Now let's see what happens when an incident wave train encounters a boundary with an impedance that is somewhere between hard and soft. Now, only part of the incident wave is reflected; the rest is either absorbed by or transmitted into the second medium with the different impedance. The orientation of the reflected wave (whether upright or inverted) depends on whether the new material has a larger or smaller impedance. For this particular animation, the reflected wave has half of the amplitude of the incident wave, and is inverted.

The resulting superposition looks kind of like a standing wave, but it doesn't stay still. It appears to lurch forward toward the right. This should make sense since only a part of the energy carried by the original wave is reflected from the boundary; the rest of the incident energy is either absorbed by the impedance termination or transmitted into the second medium. As a result there is more energy moving to the right than there is being reflected to the left. There is a net energy flow to the right.

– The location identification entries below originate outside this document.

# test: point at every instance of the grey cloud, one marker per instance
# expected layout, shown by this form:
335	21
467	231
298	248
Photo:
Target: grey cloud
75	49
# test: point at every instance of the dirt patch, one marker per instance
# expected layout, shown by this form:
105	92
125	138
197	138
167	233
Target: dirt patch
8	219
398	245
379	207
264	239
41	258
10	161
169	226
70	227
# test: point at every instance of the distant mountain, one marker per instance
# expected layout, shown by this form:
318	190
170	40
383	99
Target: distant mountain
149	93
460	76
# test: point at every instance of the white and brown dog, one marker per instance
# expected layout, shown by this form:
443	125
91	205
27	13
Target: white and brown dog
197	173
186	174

If you watch the above animation very carefully you will notice that the locations where the wave pattern reaches a maximum value are fixed in space. Likewise, the locations where the wave pattern has a minimum value are also fixed locations. So, while there is a net transfer of energy toward the right, there is an aspect of this wave pattern that does not change with time or space.

Mathematically, we can write the sum of the incident and reflected waves as,

$$ \xi(x,t)=\xi_o \sin(\omega t - kx) + \Gamma \xi_o \sin(\omega t + kx) $$

If we apply some trigonometric identities, we can show that the amplitude of this "pseudo-standing wave" depends on position according to

$$ C(x)=\sqrt{1 + \Gamma^2 + 2\Gamma \cos(2kx)} $$

The dashed curves in the animation at left represent the envelope defined by \(C(x)\), and you can see that as the "standing" wave is set up, it remains "fixed" within the confines of this envelope. The ratio of the maximum amplitude divided by the minimum amplitude is called the Standing Wave Ratio (SWR) and depends on the relative amount, \(\Gamma\), of the incident wave that is reflected from the boundary.

$$ \hbox{SWR}={\hbox{maximum amplitude} \over \hbox{minimum ampliutde}} = {1 + \Gamma \over 1 - \Gamma} $$

The standing wave ratio may be used to measure the value of the mechanical impedance and/or the absorption coefficient of an unknown material.